Michel David’s 1977 M&S picture

Geostatistical software converted Bre-X’s bogus grades and Busang’s barren rock into a massive phantom gold resource. Applied statistics proved the intrinsic variance of Bre-X’s gold to be statistically identical to zero. It did so several months before Bre-X’s boss salter passed away, and before Munk’s Golden Phoenix was put in print.

What’s wrong with Matheron’s 1965 PhD Thesis

Once upon a time a young geologist in Algiers derived the degree of associative dependence between lead and silver grades of drill core samples. What he didn’t derive were length-weighted average lead and silver grades. Neither did he test for spatial dependence between metal grades of ordered core samples. This geologist did do it with a bit of applied statistics so he called his article Note statistique No1! In time, one of several scores of dedicated disciples decided to change it to Note géostatistique No1. Somebody do so after the Internet was born! The same disciple is still the custodian of Matheron’s magnum opus. He may well want to play with Matheron’s new science of geostatistics from the 1950s to eternity. Good grief! That’s long time! And it’s a headache already! The more so since Note géostatistique No28 shows “krigeage” in its title. Did Matheron ever ask Krige whether he wanted his name to become a genuine eponym?

Matheron was a master at working with mathematical symbols. He couldn’t possibly have taught his disciples how to test for spatial dependence between mathematical symbols. What’s more, he didn’t even know in the 1950s how to test for spatial dependence between measured values in ordered sets. Neither did he know how to test for spatial dependence in his 1965 PhD thesis! As a matter of fact, Matheron has never tested for spatial dependence between measured values in ordered sets. He did not know how to apply Fisher’s F-test to the variance of a set and the first variance term of the ordered set. Degrees of freedom for both sets ought to be counted and taken into account. Matheron is remembered either as the Founder of Spatial Statistics or as the Creator of Geostatistics. I don’t care what his disciples called him. What I care about is that he didn’t know how to test for spatial dependence by applying Fisher’s F-test! Why did Matheron strip the variances off distance-weighted averages cum kriged estimates? And why did he assume spatial dependence between measured values in ordered sets?

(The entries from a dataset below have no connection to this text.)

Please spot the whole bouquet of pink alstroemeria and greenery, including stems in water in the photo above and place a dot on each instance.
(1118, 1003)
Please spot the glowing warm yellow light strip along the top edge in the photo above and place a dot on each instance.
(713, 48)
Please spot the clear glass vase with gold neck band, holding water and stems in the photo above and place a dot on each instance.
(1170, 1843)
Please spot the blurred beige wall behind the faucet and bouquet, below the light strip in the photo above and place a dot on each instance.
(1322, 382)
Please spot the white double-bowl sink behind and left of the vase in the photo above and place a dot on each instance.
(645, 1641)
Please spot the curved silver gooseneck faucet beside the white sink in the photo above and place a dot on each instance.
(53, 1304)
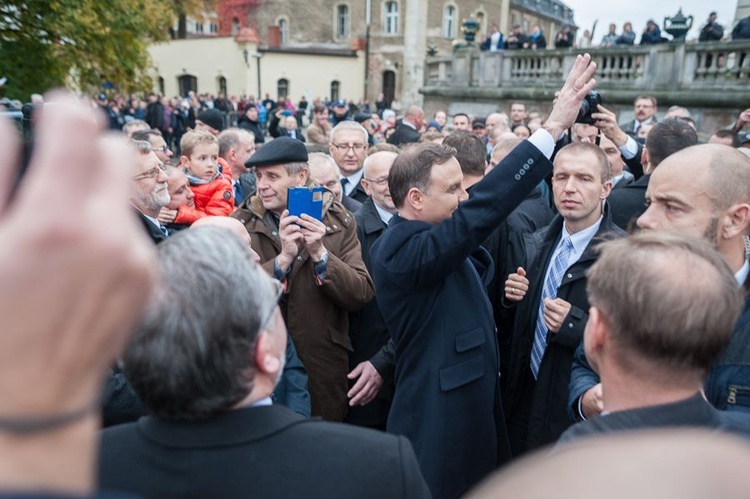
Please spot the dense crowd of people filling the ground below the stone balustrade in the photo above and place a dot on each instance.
(455, 294)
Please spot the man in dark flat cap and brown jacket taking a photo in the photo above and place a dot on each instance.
(319, 263)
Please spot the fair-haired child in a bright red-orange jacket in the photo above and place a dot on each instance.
(212, 188)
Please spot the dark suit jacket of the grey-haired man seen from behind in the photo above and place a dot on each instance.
(264, 451)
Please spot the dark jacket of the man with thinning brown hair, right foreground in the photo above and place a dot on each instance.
(692, 412)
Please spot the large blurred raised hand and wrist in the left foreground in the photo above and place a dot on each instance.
(62, 331)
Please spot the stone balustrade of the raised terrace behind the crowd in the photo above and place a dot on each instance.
(707, 74)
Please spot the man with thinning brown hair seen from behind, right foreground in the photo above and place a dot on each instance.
(651, 356)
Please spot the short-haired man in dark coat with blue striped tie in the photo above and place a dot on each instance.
(548, 287)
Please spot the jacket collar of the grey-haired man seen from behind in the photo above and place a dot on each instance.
(231, 428)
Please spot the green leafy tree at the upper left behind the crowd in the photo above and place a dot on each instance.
(48, 43)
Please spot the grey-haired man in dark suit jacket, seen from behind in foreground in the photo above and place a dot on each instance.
(199, 436)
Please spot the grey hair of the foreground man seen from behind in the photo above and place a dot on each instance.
(191, 356)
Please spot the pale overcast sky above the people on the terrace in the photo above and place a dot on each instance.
(639, 11)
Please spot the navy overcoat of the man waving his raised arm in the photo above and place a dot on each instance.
(430, 283)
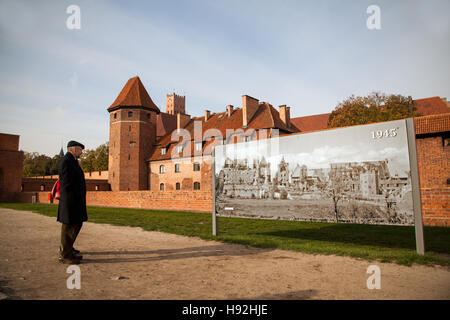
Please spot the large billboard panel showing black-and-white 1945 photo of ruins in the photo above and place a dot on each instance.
(358, 174)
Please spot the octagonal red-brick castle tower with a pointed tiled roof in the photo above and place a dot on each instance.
(132, 133)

Those who were to judge Matheron’s PhD Thesis on November 10, 1965 may well have asked him to put in plain words the nitty-gritty of his thesis.  Matheron had called it “LES VARIABLES RÉGIONALISÉES ET LEUR ESTIMATION”. His PhD supervisors were Professor Dr Swartz, President, Professor Dr Fortet and Professor Dr Caileux, Examinators. This team proposed a second thesis with the title “PROPOSITIONS DONNÉES PAR LA FACULTÉ”. Did Matheron’s supervisors ask him to jump hoops? And how far would Matheron jump to defend variance-deprived distance-weighted averages cum kriged estimates? The very first page of a whopping 301 pages of Matheron’s 1965 thesis mesmerized me. Why had Matheron cooked up a pair of prime data sets? Why were both inserted under INTRODUCTION on the very first page? Why didn’t he show how to test for spatial dependence? Why didn’t PhD candidate George Matheron know how to test for spatial dependence and count degrees of freedom?

Matheron_Thesis_data
All it takes to test for spatial dependence is to compare observed F-values with tabulated F-values. Of course, degrees of freedom ought to counted and be taken into account. I have applied Fisher’s F-test to verify spatial dependence in sample spaces and sampling units alike. I have done so ever since I worked on ASTM and ISO Standards. Geostatistical software converted Bre-X’s bogus grade and Busang’s barren rock into a massive phantom gold resource.  I unscrambled the Bre-X salting scam by proving that the intrinsic variance of gold was statistically identical to zero. Of course, it is of critical importance to grasp the properties of variances.

Matheron_Stats
It became Matheron’s new science of geostatistics when the variance was stripped off the distance-weighted average and what was left was called it a kriged estimate. Did Matheron really think had created a new science. Geostatistocrats thought he really  did! Good grief!